The album prior to this was your Christmas album. Your version of “Silent Night” with Iggy Pop strikes me as a sort of counterpart to Bing Crosby and David Bowie’s “Little Drummer Boy/Peace on Earth.” Has anyone ever told you that?

“No, but it’s interesting you should choose both of those songs. Because, exactly, ‘Silent Night’ is a very…thoughtful, religious sort of serious song, almost Ecclesiastical song. And I tried to invest into it that. And I tried ‘Drummer Boy,’ and what I thought, as an actor, that there’s a progression, from ‘par-rum-pah-da-bum,’ that would be done differently every time he spoke it. And so there is a progression of the drummer boy as he progresses through the emotion of the song. So therein lies exactly what I’m talking about – taking these familiar songs that people have done over hundreds of years, and doing it my way, and hoping that it’s acceptable.”

My girlfriend is vegan so she got a kick out of “Too Old to Be Vegan” from your country album. Does that song accurately represent your point of view about veganism?

“I had experimented with being a vegan. And, I’m an admirer of people who are vegans. We now know that too much red meat is not healthy. My wife reminds me of that all the time. And, um… She just left the room and smiled! But I keep going back to: ‘A good steak is very hard to find!’”

I really enjoyed your “space rock” album from several years back, Seeking Major Tom

“That whole album is my idea of Major Tom – the lyric in the [‘Space Oddity’] thing is ‘stepping out of the capsule.’ So he steps out of the capsule, and we don’t know where he ends up! Well, in my version of that album, he ends up in all those places, ‘walking on the moon,’ and that kind of thing, and finally ends up in heaven.”

It also includes a remake of Elton John’s “Rocket Man.” The footage of you performing that one at the Science Fiction Film Awards in 1978 is one of your most famous musical performances.

“Yeah, that there… they asked me to do something, and I thought it would be a joke – pretend I’m Frank Sinatra with a cigarette and bow tie and all. For them. It was not meant to be recorded. But somebody shot it, and, against all our legal principles, started releasing it. But it was meant as internal joke. I never was able to recover from that. So I did it again the way I thought I should have done it.”

The original was even recreated by Stewie on Family Guy. Did you ever see that?

“I didn’t, no. I mean, I admire Family Guy, I admire Seth MacFarlane, but fun has been poked at me because of that. On the other hand, though, that song, I remember thinking that ‘Rocket Man’ could be interpreted three ways: ‘Rocket Man’ for Major Tom, but also ‘Rock It, Man’ is a possibility, so it’s a rock song. And then there was a third that I thought of then – I can’t think of what I was thinking now. But I was trying to do three interpretations! A little complex and stupid and experimental, but I was having fun. And I’ve suffered the slings and arrows, and I don’t mind, as long as I can come up with an album like The Blues.”

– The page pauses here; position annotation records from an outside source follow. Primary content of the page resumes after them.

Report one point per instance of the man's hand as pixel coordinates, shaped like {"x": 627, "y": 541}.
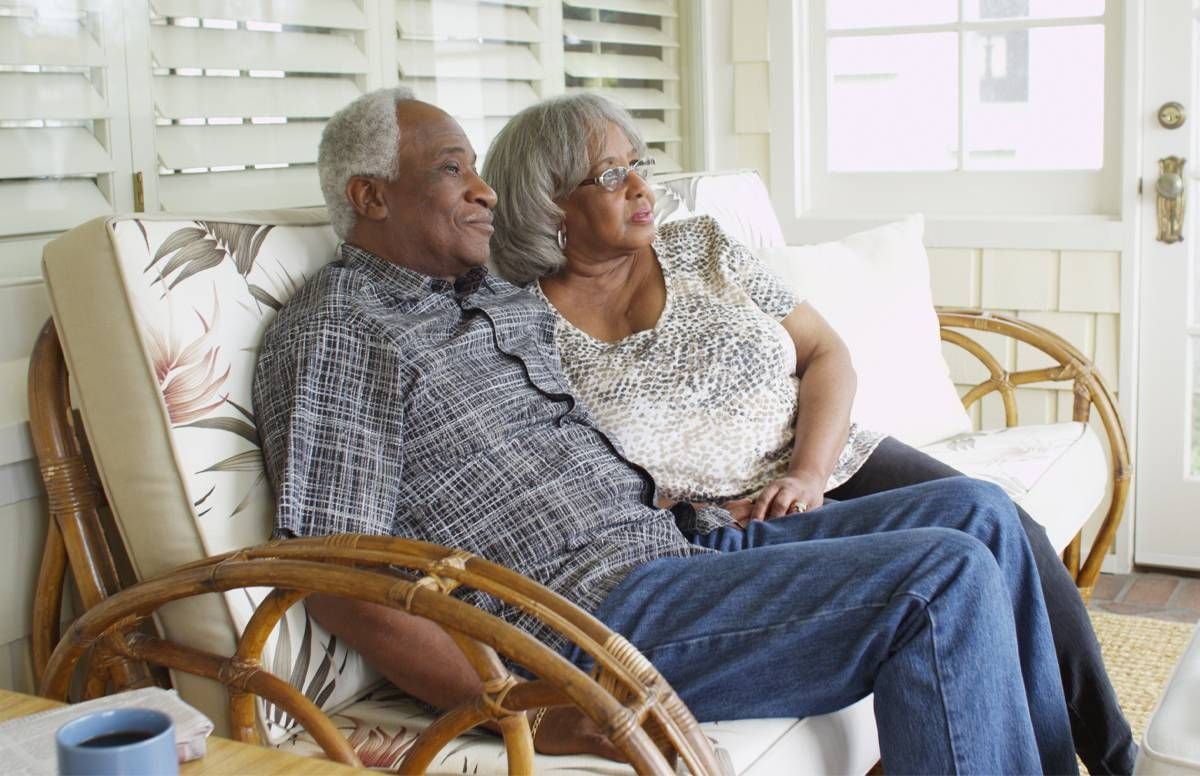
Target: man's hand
{"x": 799, "y": 492}
{"x": 568, "y": 731}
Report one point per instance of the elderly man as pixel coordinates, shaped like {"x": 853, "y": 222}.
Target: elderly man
{"x": 406, "y": 391}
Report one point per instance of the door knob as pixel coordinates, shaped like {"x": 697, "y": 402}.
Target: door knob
{"x": 1173, "y": 193}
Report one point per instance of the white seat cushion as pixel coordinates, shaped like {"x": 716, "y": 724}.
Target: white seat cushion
{"x": 1171, "y": 743}
{"x": 383, "y": 726}
{"x": 1055, "y": 471}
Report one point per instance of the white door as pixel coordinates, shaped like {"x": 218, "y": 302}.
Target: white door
{"x": 1168, "y": 465}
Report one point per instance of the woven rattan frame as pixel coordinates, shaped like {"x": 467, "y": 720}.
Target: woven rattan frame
{"x": 624, "y": 695}
{"x": 1090, "y": 391}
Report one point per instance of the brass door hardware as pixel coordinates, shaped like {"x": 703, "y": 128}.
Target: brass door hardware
{"x": 1171, "y": 115}
{"x": 1173, "y": 192}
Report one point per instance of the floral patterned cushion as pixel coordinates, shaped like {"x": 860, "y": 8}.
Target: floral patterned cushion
{"x": 160, "y": 318}
{"x": 1056, "y": 471}
{"x": 195, "y": 296}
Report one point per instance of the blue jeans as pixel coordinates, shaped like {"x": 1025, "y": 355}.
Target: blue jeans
{"x": 927, "y": 596}
{"x": 1102, "y": 734}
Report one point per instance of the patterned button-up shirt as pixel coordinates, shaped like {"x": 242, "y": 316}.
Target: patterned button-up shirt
{"x": 390, "y": 402}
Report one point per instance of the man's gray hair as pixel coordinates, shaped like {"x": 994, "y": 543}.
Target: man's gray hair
{"x": 363, "y": 138}
{"x": 539, "y": 157}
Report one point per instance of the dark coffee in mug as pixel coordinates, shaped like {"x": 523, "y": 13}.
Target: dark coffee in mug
{"x": 119, "y": 739}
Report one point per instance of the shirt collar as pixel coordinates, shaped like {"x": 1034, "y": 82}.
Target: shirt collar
{"x": 408, "y": 282}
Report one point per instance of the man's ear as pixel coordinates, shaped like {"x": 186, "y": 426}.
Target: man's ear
{"x": 366, "y": 197}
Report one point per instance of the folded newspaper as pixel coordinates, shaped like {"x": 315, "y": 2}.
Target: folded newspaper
{"x": 27, "y": 744}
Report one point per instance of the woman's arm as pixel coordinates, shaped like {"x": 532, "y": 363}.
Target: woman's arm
{"x": 822, "y": 421}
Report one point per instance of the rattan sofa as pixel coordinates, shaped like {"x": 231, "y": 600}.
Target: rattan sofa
{"x": 160, "y": 512}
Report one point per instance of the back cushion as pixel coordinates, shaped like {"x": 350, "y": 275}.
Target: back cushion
{"x": 737, "y": 200}
{"x": 161, "y": 320}
{"x": 873, "y": 288}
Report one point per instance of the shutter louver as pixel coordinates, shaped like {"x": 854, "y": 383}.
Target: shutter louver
{"x": 477, "y": 60}
{"x": 628, "y": 50}
{"x": 55, "y": 126}
{"x": 241, "y": 91}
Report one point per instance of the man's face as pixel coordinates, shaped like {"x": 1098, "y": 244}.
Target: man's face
{"x": 439, "y": 220}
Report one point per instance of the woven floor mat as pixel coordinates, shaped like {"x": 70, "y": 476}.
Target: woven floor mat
{"x": 1140, "y": 655}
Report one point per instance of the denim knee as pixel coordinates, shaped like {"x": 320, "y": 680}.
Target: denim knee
{"x": 965, "y": 560}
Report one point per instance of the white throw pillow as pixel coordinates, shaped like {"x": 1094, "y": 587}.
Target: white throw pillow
{"x": 873, "y": 288}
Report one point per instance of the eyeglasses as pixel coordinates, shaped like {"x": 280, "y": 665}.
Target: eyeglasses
{"x": 615, "y": 176}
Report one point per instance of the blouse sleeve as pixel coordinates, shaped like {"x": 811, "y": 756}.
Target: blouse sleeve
{"x": 742, "y": 268}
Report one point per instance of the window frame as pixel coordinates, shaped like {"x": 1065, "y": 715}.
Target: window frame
{"x": 807, "y": 194}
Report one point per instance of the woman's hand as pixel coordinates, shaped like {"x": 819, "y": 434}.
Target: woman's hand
{"x": 799, "y": 492}
{"x": 568, "y": 731}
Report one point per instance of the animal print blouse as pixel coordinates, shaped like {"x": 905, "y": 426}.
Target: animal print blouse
{"x": 706, "y": 399}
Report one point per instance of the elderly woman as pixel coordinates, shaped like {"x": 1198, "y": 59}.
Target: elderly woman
{"x": 709, "y": 372}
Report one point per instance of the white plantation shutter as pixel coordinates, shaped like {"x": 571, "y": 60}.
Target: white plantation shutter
{"x": 57, "y": 125}
{"x": 478, "y": 60}
{"x": 629, "y": 52}
{"x": 241, "y": 90}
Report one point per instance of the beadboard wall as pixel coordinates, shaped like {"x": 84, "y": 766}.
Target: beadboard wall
{"x": 23, "y": 308}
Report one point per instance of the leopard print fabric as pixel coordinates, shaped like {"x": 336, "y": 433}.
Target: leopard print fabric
{"x": 706, "y": 399}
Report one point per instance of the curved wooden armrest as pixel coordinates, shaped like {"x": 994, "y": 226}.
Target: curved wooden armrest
{"x": 1090, "y": 391}
{"x": 627, "y": 698}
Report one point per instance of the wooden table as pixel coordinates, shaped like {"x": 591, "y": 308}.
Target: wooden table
{"x": 223, "y": 756}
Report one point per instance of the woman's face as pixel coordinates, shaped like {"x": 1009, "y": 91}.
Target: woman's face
{"x": 600, "y": 223}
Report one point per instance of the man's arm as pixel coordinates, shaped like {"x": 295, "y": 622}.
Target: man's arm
{"x": 413, "y": 653}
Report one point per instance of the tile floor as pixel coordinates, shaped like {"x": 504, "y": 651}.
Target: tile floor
{"x": 1151, "y": 594}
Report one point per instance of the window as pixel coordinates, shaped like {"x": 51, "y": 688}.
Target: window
{"x": 953, "y": 107}
{"x": 61, "y": 131}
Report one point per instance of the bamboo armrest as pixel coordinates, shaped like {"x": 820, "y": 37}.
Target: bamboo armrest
{"x": 1090, "y": 391}
{"x": 627, "y": 698}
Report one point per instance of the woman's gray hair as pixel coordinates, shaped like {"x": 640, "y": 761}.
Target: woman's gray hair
{"x": 363, "y": 138}
{"x": 539, "y": 157}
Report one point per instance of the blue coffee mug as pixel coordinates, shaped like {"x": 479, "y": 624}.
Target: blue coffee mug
{"x": 126, "y": 741}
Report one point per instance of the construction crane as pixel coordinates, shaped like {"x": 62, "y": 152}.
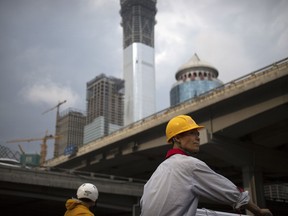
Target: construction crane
{"x": 56, "y": 144}
{"x": 43, "y": 152}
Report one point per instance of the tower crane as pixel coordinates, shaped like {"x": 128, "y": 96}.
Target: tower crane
{"x": 56, "y": 144}
{"x": 43, "y": 152}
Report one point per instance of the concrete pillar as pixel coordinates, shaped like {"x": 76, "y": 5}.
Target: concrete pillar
{"x": 253, "y": 182}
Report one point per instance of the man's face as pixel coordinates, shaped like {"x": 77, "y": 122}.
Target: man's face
{"x": 190, "y": 141}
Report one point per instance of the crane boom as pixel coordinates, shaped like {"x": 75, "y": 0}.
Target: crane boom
{"x": 43, "y": 152}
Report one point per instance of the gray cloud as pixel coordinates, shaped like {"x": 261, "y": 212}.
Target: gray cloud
{"x": 50, "y": 49}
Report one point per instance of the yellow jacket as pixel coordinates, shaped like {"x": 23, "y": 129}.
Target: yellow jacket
{"x": 75, "y": 207}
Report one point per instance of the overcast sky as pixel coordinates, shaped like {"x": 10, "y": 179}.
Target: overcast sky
{"x": 50, "y": 49}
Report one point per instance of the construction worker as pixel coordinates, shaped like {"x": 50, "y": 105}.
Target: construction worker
{"x": 181, "y": 179}
{"x": 87, "y": 195}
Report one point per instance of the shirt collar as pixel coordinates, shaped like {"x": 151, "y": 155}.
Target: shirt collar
{"x": 175, "y": 151}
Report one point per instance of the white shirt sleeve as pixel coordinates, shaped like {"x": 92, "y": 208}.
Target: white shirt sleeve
{"x": 213, "y": 186}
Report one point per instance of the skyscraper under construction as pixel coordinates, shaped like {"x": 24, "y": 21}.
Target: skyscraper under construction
{"x": 104, "y": 107}
{"x": 138, "y": 20}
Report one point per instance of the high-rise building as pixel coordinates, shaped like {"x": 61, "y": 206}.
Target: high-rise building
{"x": 70, "y": 127}
{"x": 193, "y": 78}
{"x": 105, "y": 107}
{"x": 138, "y": 20}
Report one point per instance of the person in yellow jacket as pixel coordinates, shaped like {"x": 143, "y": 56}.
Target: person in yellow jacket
{"x": 87, "y": 195}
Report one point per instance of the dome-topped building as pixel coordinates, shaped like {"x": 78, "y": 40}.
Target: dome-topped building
{"x": 193, "y": 78}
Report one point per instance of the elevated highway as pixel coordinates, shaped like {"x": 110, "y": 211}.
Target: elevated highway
{"x": 245, "y": 139}
{"x": 246, "y": 124}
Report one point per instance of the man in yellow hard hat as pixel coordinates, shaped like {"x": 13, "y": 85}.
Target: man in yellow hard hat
{"x": 178, "y": 182}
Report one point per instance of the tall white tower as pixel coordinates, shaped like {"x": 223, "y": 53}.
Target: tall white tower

Has Been was a phenomenal comeback album for you in 2004. “Common People” with Joe Jackson really took off, deservedly so – it was a hoot. But so much of that album, the songs you wrote with Ben Folds like “It Hasn’t Happened Yet,” are very moving, and very effective. I don’t think anyone really expected that from you, especially after such a long period of not doing albums.

“Well, it took a long time [after The Transformed Man] because nobody asked me, hahaha! But Ben Folds had heard that album, and he called me, and I did a number on an album he did called Fear of Pop, [which] was very popular. And in fact I performed it several times in front of an audience, with him. And then we decided to make an album together, and that was an extraordinary experience. He’s a genius, and I loved working with him. And I’m very happy with that album.”